I'm coming to the conclusion that maybe this RFK thing isn't quite as venal as it appeared at first glance.
Clinton first trotted out this line on March 6:
TIME: Can you envision a point at which--if the race stays this close--Democratic Party elders would step in and say, "This is now hurting the party and whoever will be the nominee in the fall"?
CLINTON: No, I really can't. I think people have short memories. Primary contests used to last a lot longer. We all remember the great tragedy of Bobby Kennedy being assassinated in June in L.A. My husband didn't wrap up the nomination in 1992 until June. Having a primary contest go through June is nothing particularly unusual.
That was one day after Jeffrey Toobin made the same point on Larry King on March 5:
L. KING: Jeffrey Toobin, it is a ding dong race, isn't it?
JEFFREY TOOBIN, CNN SENIOR LEGAL ANALYST: You know, there's never been a political race anything like this in any of our lifetimes. Yes, many races have gone on longer. In fact, most political primaries have gone on longer. They often been resolved in June with the California primary, whether Bill Clinton in '92 or George McGovern in '72 or the -- in 1968, of course, was when Robert Kennedy was assassination in June, at the end of the California primary.
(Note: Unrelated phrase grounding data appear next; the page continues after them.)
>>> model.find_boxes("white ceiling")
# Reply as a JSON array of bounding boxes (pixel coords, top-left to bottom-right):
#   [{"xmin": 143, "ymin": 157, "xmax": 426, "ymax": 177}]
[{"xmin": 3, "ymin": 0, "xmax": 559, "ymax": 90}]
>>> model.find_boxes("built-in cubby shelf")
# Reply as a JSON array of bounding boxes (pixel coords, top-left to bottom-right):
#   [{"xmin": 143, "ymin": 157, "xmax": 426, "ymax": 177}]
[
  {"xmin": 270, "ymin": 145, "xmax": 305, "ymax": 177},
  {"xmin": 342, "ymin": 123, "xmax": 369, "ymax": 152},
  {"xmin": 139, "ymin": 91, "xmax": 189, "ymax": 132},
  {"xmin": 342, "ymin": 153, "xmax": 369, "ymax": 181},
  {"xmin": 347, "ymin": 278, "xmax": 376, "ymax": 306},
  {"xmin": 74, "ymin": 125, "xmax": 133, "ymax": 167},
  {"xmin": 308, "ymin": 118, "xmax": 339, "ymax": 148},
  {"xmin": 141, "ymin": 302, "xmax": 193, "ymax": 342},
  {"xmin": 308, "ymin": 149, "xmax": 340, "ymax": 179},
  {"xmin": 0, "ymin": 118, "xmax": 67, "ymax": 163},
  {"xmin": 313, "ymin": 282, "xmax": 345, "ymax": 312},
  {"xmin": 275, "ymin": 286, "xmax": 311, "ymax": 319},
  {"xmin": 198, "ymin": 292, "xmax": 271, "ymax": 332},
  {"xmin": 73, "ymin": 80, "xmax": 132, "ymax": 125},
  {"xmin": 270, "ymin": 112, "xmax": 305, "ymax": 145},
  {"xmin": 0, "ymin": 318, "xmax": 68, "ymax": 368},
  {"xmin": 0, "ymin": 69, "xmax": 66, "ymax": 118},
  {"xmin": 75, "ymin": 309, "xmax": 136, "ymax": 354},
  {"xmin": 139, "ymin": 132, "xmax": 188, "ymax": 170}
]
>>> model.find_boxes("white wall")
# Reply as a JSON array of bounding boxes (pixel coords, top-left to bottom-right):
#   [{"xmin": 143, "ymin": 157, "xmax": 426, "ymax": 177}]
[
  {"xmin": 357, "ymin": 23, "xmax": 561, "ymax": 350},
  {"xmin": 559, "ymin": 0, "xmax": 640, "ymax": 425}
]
Looking at this as generously as possible (Why? Because she's not this stupid.) it seems at least plausible that she found herself watching Larry King one night a couple of months ago. She regurgitated Toobin's friendly analysis the next day in an interview with Time, and then had the same nugget burble to the surface today in South Dakota.
Not that it mitigates the impact, but it's certainly more plausible than the "I've been thinking about Teddy" excuse.